Il ritorno a casa
Il viaggio di ritorno dalla clinica fu l’opposto di quello di andata. Invece di essere un peso pesante e silenzioso sul sedile posteriore, Max era seduto, con il naso premuto contro il finestrino, e guardava il mondo che passava con rinnovata meraviglia. Sarah si sentiva come se respirasse per la prima volta dopo mesi. Continuava a guardare nello specchietto retrovisore, aspettandosi che lui sparisse, con il terrore che fosse tutto un bel sogno.

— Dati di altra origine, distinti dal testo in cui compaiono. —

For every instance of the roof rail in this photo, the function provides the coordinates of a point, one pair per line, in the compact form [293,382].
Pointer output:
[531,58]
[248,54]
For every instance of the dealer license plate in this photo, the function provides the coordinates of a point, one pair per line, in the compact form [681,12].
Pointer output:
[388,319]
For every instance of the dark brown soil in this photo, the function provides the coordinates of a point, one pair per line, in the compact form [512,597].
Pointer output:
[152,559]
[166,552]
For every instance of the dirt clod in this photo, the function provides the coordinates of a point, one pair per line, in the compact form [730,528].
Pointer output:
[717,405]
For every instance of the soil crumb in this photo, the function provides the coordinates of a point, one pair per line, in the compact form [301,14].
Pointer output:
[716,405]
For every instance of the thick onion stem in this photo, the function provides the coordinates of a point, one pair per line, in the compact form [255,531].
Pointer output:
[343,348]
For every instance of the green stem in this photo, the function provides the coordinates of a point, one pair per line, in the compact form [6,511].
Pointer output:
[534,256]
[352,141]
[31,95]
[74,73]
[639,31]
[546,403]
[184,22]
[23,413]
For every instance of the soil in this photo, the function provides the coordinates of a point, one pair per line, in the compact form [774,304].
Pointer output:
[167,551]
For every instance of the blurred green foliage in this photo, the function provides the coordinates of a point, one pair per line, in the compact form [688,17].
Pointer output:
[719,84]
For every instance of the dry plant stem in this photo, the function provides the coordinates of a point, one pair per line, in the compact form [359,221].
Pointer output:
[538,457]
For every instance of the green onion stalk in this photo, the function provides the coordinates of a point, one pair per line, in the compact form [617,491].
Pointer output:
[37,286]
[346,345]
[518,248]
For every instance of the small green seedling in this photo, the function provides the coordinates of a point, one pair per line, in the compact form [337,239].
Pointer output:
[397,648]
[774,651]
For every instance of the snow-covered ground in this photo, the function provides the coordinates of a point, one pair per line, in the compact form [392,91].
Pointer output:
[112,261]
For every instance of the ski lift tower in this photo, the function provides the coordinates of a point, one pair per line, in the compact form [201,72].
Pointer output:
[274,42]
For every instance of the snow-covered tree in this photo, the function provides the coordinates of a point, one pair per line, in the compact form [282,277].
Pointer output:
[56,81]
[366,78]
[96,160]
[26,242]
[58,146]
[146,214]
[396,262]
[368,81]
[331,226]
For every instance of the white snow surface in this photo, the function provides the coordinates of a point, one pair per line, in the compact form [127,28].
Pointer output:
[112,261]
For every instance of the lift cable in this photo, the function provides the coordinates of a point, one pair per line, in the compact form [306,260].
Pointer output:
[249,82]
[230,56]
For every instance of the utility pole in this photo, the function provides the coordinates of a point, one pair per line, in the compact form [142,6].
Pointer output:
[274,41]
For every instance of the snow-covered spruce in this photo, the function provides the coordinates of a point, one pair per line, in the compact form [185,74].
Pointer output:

Quando arrivarono a casa, Sarah non lo fece uscire immediatamente. Prese una bomboletta di spray industriale per il giardino e un collare antizecche che aveva comprato sulla strada di casa. Ora si rendeva conto che la bella edera cresciuta a dismisura nel suo nuovo giardino era stata un terreno di coltura per i parassiti. Provò un senso di colpa, ma lo mise da parte. Le era stata data una seconda possibilità e non ne avrebbe sprecato nemmeno un secondo.
Aiutò Max a scendere dall’auto. Lui salì i gradini del portico, lentamente, uno alla volta, ma con le sue forze. Andò dritto al suo posto preferito al sole sul tappeto del salotto e emise un profondo gemito di soddisfazione mentre si sistemava. Si guardò intorno nella stanza, con la coda che dava un morbido tonfo contro le assi del pavimento. Era a casa e la “Comfort Suite” era lontana una vita.